Prophet
Decomposable time series model with trend, seasonality, and holiday support
Prophet decomposes time series into trend, seasonality, and holiday effects. It is designed to handle missing data, outliers, and trend changes robustly, with interpretable components.
When to use:
- Business time series with strong seasonal effects and holiday impacts
- Forecasting when the series has trend shifts (changepoints)
- When interpretable trend and seasonality decomposition is needed
- Analysts who want to incorporate domain knowledge (custom holidays, capacity bounds)
Input:
- Trained model checkpoint — exported Prophet model
- Preprocessing config — date/feature normalization settings
- Steps — number of future periods to forecast
Output: Forecasted values with confidence intervals, trend, and seasonality components
Model Settings (set during training, used at inference)
Seasonality Mode (default: additive)
additive — seasonal fluctuations are constant; multiplicative — fluctuations scale with trend level.
Changepoint Prior Scale (default: 0.05) Flexibility of the trend changepoints.

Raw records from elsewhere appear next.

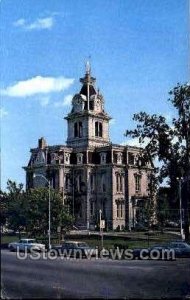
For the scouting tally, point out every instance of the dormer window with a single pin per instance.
(98, 129)
(79, 158)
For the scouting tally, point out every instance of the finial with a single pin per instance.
(88, 67)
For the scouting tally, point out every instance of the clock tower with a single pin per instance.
(88, 123)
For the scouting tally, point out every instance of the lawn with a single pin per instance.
(130, 240)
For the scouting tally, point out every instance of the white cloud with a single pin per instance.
(40, 23)
(37, 85)
(44, 101)
(3, 113)
(19, 23)
(66, 101)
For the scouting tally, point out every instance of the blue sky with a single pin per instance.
(138, 53)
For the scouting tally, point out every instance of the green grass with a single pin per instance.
(134, 240)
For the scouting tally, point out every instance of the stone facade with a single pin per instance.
(90, 171)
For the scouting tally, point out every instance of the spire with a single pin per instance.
(88, 67)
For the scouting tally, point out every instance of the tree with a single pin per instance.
(169, 143)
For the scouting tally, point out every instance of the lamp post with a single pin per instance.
(101, 229)
(180, 208)
(49, 208)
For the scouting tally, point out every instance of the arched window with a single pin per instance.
(76, 130)
(98, 129)
(80, 129)
(119, 182)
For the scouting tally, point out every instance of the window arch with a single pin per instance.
(98, 129)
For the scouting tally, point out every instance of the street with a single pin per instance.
(85, 278)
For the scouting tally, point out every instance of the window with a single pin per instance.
(78, 183)
(137, 183)
(92, 182)
(78, 129)
(119, 158)
(103, 183)
(103, 156)
(79, 158)
(67, 182)
(131, 159)
(92, 208)
(117, 210)
(98, 129)
(120, 208)
(119, 182)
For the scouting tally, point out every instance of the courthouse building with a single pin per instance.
(92, 173)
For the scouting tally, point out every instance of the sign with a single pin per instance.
(102, 224)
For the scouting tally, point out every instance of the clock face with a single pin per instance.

Higher values allow more abrupt trend changes.
Seasonality Prior Scale (default: 10.0) Strength of the seasonality effect.
Holidays Prior Scale (default: 10.0) Magnitude of holiday effects.
Growth (default: linear)
Trend model. linear for unbounded growth; logistic for saturating growth with a defined capacity.
Inference Settings
No dedicated inference-time settings. Prophet generates future dates automatically based on the specified number of periods.